Case Summary and Outcome

The U.S. Supreme Court held that the California Reproductive Freedom, Accountability, Comprehensive Care, and Transparency Act was unconstitutional. The Act required centers providing pregnancy-related services to post notices informing patients if they were not licensed medical centers and to provide posted information about low cost state-sponsored medical services. The Supreme Court (by 5-4) held that these notices requirements were content-based regulations that violated the First Amendment by forcing reproductive healthcare facilities to provide a “government-scripted” message to patients.
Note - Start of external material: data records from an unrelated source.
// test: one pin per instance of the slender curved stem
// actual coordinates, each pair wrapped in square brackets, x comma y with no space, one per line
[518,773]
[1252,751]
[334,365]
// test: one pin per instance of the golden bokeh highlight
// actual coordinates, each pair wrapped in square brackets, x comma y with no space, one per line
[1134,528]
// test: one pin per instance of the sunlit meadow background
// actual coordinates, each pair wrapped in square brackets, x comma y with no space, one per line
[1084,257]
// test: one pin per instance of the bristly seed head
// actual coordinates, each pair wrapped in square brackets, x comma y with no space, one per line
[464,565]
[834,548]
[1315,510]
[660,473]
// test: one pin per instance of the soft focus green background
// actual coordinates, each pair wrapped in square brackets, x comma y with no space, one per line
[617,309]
Justice Breyer, with Justice Ginsburg, Justice Sotomayor and Justice Kagan, wrote a dissenting opinion which would have held that both notice requirements were constitutional.


The California Reproductive Freedom, Accountability, Comprehensive Care, and Transparency Act (the Act) was enacted “to ensure that California residents make their personal reproductive health care decisions knowing their rights and the health care services available to them.” The Act was considered a consumer protection regulation, compelling healthcare facilities offering reproductive services to be transparent about their licensing and to post truthful and nonmisleading information about available services in the state.

The Act defined “licensed covered facilities” as having the “primary purpose of providing family planning or pregnancy related services” and required all such facilities to post the following notice: “California has public programs that provide immediate free or low-cost access to comprehensive family planning services (including all FDA-approved methods of contraception), prenatal care, and abortion for eligible women. To determine whether you qualify, contact the county social services office at [insert the telephone number].”

The Act defined “unlicensed covered facilities” as having the “primary purpose of providing pregnancy-related services” and required all such facilities to post the following notice: “This facility is not licensed as a medical facility by the State of California and has no licensed medical provider who provides or directly supervises the provision of services”. The Act stipulated that this notice be displayed “conspicuously” onsite and be included in all advertising materials. The purpose of this notice requirement was “to ensure that pregnant women in California know when they are getting medical care from licensed professionals”.

The Act did exempt from the notice requirements several categories of clinics that would otherwise be classified as licensed covered facilities. These clinics included federally-operated clinics and “Medi-Cal clinics” (state-sponsored programs that provide free services for low-income women) that participate in the “Family Planning, Access, Care, and Treatment program (Family-PACT) which have to provide the full range of family planning services.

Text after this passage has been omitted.